Indeed, I do agree with Mr. Kruk on one point: it is time to drop the “rights discourse” in favour of the language of responsibilities, which include caregiving, decision-making, financial support and moral guidance. But we must also recognize that parents cannot necessarily equally divide all these tasks, especially when they are at each other’s throats. Rather than start from a legal presumption of shared parenting, judges should eschew one-size-fits-all solutions and lay aside preconceptions about both mothers and fathers when deciding family cases. As for our new majority government, it should leave the law alone.

National Post

Source

 

Commentary by the Ottawa Mens Centre

 

It's a fact that Sane parents who care about their children choose an Equal Time Parenting. Take any well known couple respected for their collaboration regarding the children and they almost always choose Equal Time parenting.

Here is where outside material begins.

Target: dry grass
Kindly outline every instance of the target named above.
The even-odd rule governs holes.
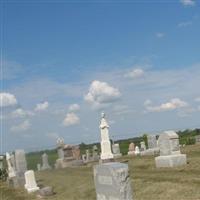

Those who object to Equal Time Parenting consist of one or both parties who have a serious personality disorder and or a mental health problem. Often that personality disorder and or mental health problem is manifested by extreme abuse and most of the time its not physically violent, the are generally no black eyes or bruised or broken bones but constant endless psychological abuse of a nature guaranteed to damage and harm children if they are exposed to that kind of abuse.

The fact is, women are far more likely to engage in that sort of terrorizing abuse than men, women have many times the probability of having a mental health problem and or a personality disorder, but not always.

The courts and society must balance the harm and benefits to society which mean that it's essential for the best interests of all children that there be a Legal Presumption of Equal Parenting baring real evidence of abuse and severe repercussions for those who make unfounded uncorroborated allegations of abuse which riddle and clog our courts and which result the odds of a man being successful on custody in family court being entirely remote.

We life in a sick third world justice system where men have next to no legal rights, its government policy for women to be able to abuse and terrorize men and if does not like it, she will have him thrown in jail on a trumped up allegation with Male Sharia Law reverse onus applied.

That's Canadian Justice and its enough to make you want to puke.

Now, 50% of all men are unwilling s-perm donors, who end up paying for the rest of their lives for being robbed if not raped for their sperm, all encouraged by our extreme feminist courts and legislation that encourage rampant child abuse and increasingly dysfunctional generations of children.

www.OttawaMensCentre.com
 

Tasha's article shows the extreme feminists are actually concerned that Canada might actually legislate a legal presumption of equal parenting.

Tasha's article is flawed. She states that 90% settle out of court? Why? because men know that they have no legal rights, men rarely ever have any success and even if partially successful get hit indirectly with costs orders, and financial penalties that effective provide financially crippling fines that deter even the wealth and most confident of fathers from litigating.

Her other assumption that mother's don't report violence is HOG WASH.
Fathers are LESS likely to report any violence or ABUSE because its politically and in practice, legally incorrect ,. Women routinely abduct children and police do nothing but encourage it. If a man did the same, he would be arrested on any charge be it a trumped up one just to obtain an excuse to give the kids to the mother.

What is also missing is our judiciary are brainwashed, indoctrinated in extreme feminist concepts that have nothing to do with reality and plenty to do with the endless escalating promotion of hatred towards men who in their view are good for nothing more than sperm and cash both of which women should justify them being able to rape and steal with impunity and then abuse the children by depriving them of a father and their only possible sane parent.